Cloud computing requires a datacenter network and corresponding network services that are more flexible and responsive than traditional datacenter network architectures. Responding to that need, software-defined networking (SDN) has emerged as a means of realizing network virtualization and network programmability, while also ensuring that the network can deliver the virtualized network and security services that are essential to the provision of scalable multi-tenant services.

In an SDN model, network services — such as load balancing – can be virtual applications that run on an SDN controller, which is decoupled from the data path and has global network visibility, thus ensuring that cloud application workloads are optimally handled by the network. This approach of virtualized network services in an SDN architecture provides service velocity, flexibility, scalability, and operational savings that are perfectly suited to the demands of cloud computing.

By its very nature, software-defined networking (SDN) is about putting the applications in the driver’s seat, ensuring that the receive what they need from the underlying physical network, and from higher-layer network services, to operate at peak efficiency and to deliver business benefits. IDC defines SDN according to the following criteria:

  • Dynamic exchange between applications and the network
  • Delivering programmable
    interfaces to the network
  • Management abstraction
    of the topology
  • Separation of control and
    forwarding functions

Early in SDN’s development, much of the emphasis was placed on OpenFlow, an open protocol that facilitates decoupling of the control plane from the data plane, effectively allowing the forwarding table of a switch to be programmed by controller software resident on a server. While OpenFlow plays a valuable role in facilitating flow forwarding on a switch, not as much of the initial discussion focused on Layer 4-7 services.

Since then, however, the discourse has moved up the SDN stack, with increasing interest in how network and security services should be best delivered within an SDN architectural model. The application delivery controller (ADC), as an integral element between the applications and the underlying network infrastructure, clearly has an important and evolving role to play in SDN deployments.

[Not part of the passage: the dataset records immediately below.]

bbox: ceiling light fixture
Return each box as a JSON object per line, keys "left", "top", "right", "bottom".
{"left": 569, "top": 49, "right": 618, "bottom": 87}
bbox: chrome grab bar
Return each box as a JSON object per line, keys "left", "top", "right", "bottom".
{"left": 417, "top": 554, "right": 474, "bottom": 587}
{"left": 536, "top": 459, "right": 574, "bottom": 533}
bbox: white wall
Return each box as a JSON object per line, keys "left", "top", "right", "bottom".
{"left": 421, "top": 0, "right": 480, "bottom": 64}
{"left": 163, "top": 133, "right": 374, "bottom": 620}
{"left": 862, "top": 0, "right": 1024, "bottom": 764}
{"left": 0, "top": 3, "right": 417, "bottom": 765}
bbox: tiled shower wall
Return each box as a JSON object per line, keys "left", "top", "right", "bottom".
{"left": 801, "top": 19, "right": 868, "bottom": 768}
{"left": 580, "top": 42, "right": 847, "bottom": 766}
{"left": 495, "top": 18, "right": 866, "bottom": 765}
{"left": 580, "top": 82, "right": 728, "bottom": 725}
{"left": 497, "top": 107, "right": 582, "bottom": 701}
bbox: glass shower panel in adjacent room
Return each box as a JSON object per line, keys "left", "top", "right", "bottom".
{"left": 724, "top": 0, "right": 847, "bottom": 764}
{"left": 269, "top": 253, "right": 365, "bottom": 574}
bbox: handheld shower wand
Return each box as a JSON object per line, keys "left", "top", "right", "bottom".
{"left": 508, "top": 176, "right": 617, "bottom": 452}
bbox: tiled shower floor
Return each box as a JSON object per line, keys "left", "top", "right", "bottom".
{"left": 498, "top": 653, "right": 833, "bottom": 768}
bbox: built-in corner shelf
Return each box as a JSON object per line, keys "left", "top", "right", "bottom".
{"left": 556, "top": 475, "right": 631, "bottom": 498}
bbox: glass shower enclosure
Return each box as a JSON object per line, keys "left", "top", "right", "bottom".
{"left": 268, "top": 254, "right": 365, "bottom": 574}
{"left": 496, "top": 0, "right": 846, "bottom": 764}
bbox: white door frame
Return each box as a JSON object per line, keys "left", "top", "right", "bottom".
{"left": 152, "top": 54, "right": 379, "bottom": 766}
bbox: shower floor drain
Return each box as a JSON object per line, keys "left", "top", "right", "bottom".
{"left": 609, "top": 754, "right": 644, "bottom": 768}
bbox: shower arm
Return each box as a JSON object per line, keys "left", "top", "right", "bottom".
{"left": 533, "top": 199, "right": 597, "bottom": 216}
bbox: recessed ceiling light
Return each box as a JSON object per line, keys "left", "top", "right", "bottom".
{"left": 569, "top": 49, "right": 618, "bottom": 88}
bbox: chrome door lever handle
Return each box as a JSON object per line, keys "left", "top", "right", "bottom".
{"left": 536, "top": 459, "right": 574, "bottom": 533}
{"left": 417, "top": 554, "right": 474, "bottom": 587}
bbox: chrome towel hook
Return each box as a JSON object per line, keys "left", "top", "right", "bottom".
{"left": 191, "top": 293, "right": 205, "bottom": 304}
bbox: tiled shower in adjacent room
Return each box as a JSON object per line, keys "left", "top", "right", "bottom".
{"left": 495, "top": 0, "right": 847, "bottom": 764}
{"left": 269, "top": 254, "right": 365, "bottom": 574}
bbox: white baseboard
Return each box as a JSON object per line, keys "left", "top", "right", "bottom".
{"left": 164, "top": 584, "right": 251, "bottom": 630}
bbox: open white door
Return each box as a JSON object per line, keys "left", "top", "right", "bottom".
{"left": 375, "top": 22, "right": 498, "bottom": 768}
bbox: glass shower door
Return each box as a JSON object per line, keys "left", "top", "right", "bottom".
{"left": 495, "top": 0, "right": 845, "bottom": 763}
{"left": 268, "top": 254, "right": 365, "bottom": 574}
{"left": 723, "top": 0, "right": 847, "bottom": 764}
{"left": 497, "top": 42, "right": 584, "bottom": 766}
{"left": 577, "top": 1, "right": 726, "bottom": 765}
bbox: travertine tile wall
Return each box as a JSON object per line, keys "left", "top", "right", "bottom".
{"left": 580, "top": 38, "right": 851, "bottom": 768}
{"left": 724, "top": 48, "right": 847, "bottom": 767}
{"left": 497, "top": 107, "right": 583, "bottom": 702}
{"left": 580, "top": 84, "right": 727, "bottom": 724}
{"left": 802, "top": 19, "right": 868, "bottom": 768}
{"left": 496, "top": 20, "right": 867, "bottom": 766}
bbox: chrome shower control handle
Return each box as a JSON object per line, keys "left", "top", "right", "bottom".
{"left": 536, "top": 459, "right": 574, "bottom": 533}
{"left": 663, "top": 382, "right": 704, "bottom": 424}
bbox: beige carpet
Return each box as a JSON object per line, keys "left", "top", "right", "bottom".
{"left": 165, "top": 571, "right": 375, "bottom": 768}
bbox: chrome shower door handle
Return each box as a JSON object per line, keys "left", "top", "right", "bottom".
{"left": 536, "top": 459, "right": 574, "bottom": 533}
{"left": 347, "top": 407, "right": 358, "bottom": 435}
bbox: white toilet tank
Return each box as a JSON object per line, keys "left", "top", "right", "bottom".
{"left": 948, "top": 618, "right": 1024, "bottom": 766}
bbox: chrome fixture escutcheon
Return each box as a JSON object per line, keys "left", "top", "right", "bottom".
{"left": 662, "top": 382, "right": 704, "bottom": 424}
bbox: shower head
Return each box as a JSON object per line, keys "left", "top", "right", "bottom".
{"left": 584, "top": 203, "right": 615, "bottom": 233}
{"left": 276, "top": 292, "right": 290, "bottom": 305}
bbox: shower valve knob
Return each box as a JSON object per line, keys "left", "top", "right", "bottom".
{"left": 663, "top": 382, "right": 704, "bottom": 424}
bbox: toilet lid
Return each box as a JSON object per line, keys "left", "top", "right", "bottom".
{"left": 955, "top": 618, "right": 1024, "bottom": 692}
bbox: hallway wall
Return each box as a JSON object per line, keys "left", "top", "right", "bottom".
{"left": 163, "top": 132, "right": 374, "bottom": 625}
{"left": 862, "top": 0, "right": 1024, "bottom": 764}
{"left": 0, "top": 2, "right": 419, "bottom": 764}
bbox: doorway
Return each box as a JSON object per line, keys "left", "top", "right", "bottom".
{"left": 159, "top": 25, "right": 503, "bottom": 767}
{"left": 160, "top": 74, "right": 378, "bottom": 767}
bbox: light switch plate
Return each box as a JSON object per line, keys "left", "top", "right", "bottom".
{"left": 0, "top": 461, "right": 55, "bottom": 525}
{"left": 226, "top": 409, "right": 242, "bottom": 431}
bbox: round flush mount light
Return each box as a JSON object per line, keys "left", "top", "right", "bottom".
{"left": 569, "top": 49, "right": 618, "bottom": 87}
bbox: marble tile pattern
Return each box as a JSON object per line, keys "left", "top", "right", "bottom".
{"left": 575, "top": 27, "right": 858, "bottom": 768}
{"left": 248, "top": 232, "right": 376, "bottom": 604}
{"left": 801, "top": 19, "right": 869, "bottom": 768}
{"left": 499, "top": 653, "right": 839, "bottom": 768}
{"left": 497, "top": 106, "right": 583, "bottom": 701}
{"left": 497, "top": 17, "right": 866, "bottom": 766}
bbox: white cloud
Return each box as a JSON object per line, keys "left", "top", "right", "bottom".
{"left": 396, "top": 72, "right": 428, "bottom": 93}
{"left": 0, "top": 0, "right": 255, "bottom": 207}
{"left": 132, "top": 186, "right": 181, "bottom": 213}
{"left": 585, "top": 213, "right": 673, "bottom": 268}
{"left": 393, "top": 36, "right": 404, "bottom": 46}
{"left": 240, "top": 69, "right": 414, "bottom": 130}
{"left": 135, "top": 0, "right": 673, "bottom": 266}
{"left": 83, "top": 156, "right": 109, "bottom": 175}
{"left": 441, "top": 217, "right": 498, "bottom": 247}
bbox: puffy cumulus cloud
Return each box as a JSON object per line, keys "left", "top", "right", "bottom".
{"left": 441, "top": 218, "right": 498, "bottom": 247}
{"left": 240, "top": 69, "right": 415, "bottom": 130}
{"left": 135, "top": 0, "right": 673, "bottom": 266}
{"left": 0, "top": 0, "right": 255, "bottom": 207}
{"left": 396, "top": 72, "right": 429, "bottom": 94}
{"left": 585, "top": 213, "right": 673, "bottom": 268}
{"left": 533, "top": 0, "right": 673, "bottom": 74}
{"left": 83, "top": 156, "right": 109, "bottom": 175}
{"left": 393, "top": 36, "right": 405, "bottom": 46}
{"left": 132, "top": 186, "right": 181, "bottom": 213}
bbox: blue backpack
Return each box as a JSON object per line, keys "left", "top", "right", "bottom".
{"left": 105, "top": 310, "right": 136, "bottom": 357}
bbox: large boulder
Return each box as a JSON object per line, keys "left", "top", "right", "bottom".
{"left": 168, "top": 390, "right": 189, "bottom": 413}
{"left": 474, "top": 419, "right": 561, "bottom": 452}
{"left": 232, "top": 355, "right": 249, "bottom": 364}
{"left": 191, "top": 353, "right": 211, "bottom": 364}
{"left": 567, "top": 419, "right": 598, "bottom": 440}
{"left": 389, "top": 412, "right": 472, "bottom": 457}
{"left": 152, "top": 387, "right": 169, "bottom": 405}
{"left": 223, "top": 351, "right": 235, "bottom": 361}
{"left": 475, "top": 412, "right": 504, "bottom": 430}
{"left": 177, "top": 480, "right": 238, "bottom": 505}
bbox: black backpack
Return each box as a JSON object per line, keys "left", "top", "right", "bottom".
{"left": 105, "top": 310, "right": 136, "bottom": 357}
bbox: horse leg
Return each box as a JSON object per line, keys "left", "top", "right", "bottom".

Indeed, just as server virtualization led to the proliferation of cloud services, IDC expects the continued spread of virtualization, cloud computing, and now network virtualization to lead in 2013 to a significant increase in virtualized network and security services, including load balancers and firewalls. This will occur in datacenters spanning enterprises and service providers, and major vendors as well as start-up players will serve as prominent suppliers.

Customers, especially those adopting private and public cloud, will benefit from gains in the relative speed and simplicity of service provisioning, and vendors, including Radware, will be seeking to meet their requirements.